Redco raised $65mn via a tap of their 8% sustainability notes due 2022 at a yield of 8.4%, 35bp inside initial guidance of 8.75% area. The bonds have expected ratings of BB-, and received orders over $400mn, ~1.8x issue size. Proceeds will be used to refinance certain of the existing medium-to long-term offshore indebtedness which will become due within one year and in accordance with their Sustainable Finance Framework.

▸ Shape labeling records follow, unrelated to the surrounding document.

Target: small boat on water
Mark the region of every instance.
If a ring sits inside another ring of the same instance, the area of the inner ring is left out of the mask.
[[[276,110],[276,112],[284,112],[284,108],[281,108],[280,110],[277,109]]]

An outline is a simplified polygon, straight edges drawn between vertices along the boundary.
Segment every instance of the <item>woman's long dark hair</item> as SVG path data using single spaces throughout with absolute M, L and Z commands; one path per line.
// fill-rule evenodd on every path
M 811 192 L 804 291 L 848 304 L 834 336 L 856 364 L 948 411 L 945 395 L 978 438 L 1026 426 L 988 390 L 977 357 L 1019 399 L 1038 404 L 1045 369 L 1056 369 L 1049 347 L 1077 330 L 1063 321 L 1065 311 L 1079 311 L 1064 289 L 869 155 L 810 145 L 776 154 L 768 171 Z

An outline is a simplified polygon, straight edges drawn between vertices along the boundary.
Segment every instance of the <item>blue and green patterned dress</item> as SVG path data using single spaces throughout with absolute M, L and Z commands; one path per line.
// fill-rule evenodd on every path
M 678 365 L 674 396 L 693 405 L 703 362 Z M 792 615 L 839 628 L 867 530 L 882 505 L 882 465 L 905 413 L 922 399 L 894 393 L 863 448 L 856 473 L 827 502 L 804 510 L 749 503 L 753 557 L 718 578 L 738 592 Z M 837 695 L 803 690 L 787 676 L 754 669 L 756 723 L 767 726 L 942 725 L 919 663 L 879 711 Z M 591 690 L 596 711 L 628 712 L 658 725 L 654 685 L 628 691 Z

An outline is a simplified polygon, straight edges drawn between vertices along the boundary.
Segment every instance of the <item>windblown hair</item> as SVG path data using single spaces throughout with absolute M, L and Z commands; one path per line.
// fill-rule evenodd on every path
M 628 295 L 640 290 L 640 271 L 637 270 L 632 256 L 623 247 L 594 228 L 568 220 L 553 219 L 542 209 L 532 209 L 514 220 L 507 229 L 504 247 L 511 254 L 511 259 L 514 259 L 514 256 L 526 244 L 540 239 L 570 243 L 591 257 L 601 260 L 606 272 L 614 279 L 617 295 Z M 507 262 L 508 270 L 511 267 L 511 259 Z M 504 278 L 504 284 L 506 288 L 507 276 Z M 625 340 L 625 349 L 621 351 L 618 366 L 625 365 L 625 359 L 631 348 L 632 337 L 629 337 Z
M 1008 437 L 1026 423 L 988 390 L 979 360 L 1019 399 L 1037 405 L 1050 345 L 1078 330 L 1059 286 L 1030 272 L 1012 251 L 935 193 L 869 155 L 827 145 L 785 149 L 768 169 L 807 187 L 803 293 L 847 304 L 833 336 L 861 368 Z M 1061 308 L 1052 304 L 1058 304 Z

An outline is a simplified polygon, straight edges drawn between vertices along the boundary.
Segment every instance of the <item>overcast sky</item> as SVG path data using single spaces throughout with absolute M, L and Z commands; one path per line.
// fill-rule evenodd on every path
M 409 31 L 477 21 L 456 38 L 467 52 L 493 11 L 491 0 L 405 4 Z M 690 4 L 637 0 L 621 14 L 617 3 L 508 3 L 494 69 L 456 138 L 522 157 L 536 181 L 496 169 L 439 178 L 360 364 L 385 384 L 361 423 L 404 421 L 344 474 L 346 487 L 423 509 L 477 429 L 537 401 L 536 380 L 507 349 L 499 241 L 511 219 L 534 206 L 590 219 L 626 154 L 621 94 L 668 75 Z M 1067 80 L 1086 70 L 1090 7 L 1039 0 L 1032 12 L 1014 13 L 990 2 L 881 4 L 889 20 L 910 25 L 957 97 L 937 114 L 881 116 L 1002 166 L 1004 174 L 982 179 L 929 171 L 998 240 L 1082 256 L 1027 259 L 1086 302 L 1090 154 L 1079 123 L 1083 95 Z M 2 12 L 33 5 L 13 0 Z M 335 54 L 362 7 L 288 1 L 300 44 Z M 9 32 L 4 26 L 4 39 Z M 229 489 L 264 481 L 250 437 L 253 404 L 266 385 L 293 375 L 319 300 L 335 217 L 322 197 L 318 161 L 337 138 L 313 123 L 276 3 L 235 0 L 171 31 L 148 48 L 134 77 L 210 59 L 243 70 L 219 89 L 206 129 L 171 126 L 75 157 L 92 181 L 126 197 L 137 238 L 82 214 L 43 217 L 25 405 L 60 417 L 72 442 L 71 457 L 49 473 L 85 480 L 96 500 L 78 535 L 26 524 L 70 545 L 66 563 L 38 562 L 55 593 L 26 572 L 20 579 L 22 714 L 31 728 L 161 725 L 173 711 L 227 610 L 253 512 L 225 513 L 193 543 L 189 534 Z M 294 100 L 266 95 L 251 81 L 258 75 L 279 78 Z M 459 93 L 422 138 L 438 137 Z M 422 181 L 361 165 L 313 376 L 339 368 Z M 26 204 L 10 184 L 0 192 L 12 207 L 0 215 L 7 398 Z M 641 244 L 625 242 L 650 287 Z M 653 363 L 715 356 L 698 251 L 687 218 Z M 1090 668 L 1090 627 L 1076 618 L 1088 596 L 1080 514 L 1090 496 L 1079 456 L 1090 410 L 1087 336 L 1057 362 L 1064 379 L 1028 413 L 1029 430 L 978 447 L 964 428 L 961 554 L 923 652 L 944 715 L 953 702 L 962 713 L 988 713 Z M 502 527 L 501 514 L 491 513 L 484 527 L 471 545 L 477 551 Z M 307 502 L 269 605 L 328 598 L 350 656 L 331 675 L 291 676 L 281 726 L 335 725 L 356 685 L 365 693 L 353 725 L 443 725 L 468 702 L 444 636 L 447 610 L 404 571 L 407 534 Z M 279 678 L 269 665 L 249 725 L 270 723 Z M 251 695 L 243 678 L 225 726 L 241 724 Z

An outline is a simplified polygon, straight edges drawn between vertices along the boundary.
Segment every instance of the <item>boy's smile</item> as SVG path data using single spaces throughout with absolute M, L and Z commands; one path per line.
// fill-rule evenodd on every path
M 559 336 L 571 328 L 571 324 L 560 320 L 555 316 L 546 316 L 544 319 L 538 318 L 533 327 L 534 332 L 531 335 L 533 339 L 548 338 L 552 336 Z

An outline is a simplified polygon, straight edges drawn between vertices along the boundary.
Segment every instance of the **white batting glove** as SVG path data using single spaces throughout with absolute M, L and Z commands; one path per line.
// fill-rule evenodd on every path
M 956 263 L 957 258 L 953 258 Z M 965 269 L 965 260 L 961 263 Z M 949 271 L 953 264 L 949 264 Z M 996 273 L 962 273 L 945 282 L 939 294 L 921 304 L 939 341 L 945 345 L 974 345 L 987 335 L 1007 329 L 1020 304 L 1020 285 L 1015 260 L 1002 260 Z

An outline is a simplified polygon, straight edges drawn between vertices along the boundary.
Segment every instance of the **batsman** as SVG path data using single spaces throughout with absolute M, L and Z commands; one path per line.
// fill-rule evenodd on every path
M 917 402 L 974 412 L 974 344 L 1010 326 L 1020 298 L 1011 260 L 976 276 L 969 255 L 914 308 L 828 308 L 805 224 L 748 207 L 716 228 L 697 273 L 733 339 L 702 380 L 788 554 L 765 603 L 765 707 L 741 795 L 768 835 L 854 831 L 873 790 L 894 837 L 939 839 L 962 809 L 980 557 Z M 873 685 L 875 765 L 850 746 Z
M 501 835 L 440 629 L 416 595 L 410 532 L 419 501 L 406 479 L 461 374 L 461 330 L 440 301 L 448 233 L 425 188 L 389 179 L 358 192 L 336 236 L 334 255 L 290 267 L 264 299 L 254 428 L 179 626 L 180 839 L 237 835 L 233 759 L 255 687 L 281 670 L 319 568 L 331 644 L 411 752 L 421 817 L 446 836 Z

US primary market issuances rose to $30bn, up 56% vs. $19.2bn in the week prior. The rise in issuance can be attributed to both IG and HY issuances. IG deals were at $18.4bn vs. $13.2bn in the prior week and HY issuances were at $10.2bn vs. $5.95bn in the prior week. The largest deals in the IG space were led by eBay’s $2.5bn three-trancher and JPMorgan’s $2bn 3.65% PerpNC5. The HY space was led by CHS’ $1.44bn and Vistra Operations $1.25bn. In North America, there were a total of 47 upgrades and 27 downgrades combined across the three major rating agencies last week. LatAm saw $3.8bn in new bond deals last week vs. $2bn in the week prior with Chile’s $1.7bn 20Y bond leading the table followed by Orbia Advance’s $1.1bn dual-trancher. EU Corporate G3 issuance saw a sharp increase in issuance last week to $24.9bn vs. $13bn in the week prior led by Barclays’ and Eni SpA’s €2bn ($2.4bn) two-tranchers. Last week also saw large AT1 deals from European lenders with Banco Santander’s combined $1.9bn USD & EUR Perps and Deutsche Bank’s €1.25bn ($1.53bn) PerpNC7 AT1. Across the European region, there were 27 upgrades and 15 downgrades across the three major rating agencies. GCC and Sukuk G3 issuances were at $1.9bn vs $1.75bn in the week prior with Etisalat’s €1bn ($$1.2bn) dual-trancher and CBQ Finance’s $700mn being the only deals. Across the Africa/Middle East region, there were 0 upgrades and 3 downgrades across the three major rating agencies. APAC ex-Japan G3 issuances were marginally higher at $6.1bn vs. $5.4bn in the prior week led by Westpac’s €1.2bn ($1.5bn) 10Y, followed by Khazanah’s $1bn dual-trancher and ENN Clean Energy’s $800mn 5Y deals. In the Asia ex-Japan region, there were 2 upgrades and 3 downgrades combined across the three major rating agencies last week.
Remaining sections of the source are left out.